The US dollar faces a decline amidst speculations on Fed actions. The USD Index experienced slight losses, hovering around 103.200, indicating a decrease of nearly 0.150%. The vulnerability of the Greenback can be attributed to speculations surrounding the future actions of the Federal Reserve. All eyes are now focused on Thursday’s release of the Personal Consumption Expenditures (PCE) figures.
This, however, serves as the Fed’s preferred inflation indicator. Despite mixed housing market data on Monday, including reports on New Home Sales and Building Permits, the dynamics of the USD remained unaffected. The weakening of the US dollar can be attributed to expectations of a dovish Federal Reserve. This is evident amidst a cooling labor market and inflation in the United States. Investors are eagerly awaiting crucial indicators leading up to the December meeting.
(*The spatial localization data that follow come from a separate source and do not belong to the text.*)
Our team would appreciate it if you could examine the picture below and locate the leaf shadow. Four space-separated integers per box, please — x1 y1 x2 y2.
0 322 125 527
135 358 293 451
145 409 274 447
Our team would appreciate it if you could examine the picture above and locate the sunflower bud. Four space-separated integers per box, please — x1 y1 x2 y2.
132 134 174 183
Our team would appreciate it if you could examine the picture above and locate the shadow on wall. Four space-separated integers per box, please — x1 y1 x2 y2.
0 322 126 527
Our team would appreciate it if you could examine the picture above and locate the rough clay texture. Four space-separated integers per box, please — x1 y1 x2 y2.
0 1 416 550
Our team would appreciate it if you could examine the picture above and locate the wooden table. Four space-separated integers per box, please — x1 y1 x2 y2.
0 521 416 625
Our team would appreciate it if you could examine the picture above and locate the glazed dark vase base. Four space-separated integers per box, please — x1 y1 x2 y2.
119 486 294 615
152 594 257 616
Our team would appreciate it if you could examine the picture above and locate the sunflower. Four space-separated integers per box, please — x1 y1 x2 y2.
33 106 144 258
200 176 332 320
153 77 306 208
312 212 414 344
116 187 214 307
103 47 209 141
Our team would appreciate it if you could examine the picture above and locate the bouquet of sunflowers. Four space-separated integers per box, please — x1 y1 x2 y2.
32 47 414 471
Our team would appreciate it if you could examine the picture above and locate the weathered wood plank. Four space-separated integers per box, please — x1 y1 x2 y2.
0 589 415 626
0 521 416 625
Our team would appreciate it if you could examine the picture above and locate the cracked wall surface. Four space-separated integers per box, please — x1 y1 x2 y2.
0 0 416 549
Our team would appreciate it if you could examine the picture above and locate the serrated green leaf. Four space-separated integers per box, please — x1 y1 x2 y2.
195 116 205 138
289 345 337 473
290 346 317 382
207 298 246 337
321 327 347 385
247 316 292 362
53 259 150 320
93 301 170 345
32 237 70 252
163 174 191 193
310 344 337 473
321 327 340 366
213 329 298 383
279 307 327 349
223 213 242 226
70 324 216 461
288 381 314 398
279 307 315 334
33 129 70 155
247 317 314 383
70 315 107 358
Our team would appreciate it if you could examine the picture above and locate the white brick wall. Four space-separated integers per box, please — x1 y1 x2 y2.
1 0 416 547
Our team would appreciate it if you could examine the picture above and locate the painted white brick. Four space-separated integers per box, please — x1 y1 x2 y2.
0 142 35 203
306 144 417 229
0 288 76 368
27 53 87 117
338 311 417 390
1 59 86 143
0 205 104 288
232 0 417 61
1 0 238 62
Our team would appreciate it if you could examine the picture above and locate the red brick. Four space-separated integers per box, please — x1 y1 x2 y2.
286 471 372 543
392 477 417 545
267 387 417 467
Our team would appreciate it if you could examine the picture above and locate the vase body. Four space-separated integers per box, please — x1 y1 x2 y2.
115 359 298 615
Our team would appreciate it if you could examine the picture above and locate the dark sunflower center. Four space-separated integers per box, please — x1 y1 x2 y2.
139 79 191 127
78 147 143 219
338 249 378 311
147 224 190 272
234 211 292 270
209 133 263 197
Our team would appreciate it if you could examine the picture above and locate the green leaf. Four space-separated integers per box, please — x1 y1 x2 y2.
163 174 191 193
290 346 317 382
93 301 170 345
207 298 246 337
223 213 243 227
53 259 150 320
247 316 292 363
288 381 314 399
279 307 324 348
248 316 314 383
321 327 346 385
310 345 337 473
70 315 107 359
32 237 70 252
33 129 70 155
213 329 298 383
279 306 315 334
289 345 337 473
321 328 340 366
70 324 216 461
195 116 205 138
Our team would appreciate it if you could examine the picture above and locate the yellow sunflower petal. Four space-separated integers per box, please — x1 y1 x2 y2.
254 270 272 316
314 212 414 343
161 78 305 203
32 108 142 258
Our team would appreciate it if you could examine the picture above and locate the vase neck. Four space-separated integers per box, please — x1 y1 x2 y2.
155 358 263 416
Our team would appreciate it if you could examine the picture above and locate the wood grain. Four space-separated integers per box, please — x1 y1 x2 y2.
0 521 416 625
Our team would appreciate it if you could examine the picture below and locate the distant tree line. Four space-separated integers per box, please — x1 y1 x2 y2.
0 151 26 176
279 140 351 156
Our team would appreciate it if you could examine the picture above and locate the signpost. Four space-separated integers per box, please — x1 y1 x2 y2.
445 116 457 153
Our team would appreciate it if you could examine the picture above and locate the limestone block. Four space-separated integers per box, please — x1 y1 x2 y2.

This meeting includes the October PCE figures, an additional jobs report, and the November Consumer Price Index (CPI). These releases are expected to significantly influence the trajectory of the USD in the coming weeks.
PCE Inflation Influences USD
In terms of market movements, the US dollar is currently navigating within a neutral range. It is influenced by the anticipation of October’s PCE inflation figures and the prevailing dovish sentiments regarding the Fed. Notably, October witnessed a decline in New Home sales, falling short of the expected 725K with an actual figure of 679K.
However, there was a positive note in Building Permits, exceeding both previous and predicted numbers at 1.4 million. At the beginning of the week, US bond yields experienced a downturn. This shift is currently limiting the USD’s progress. According to the CME FedWatch Tool, market expectations lean towards no rate hike at the December meeting.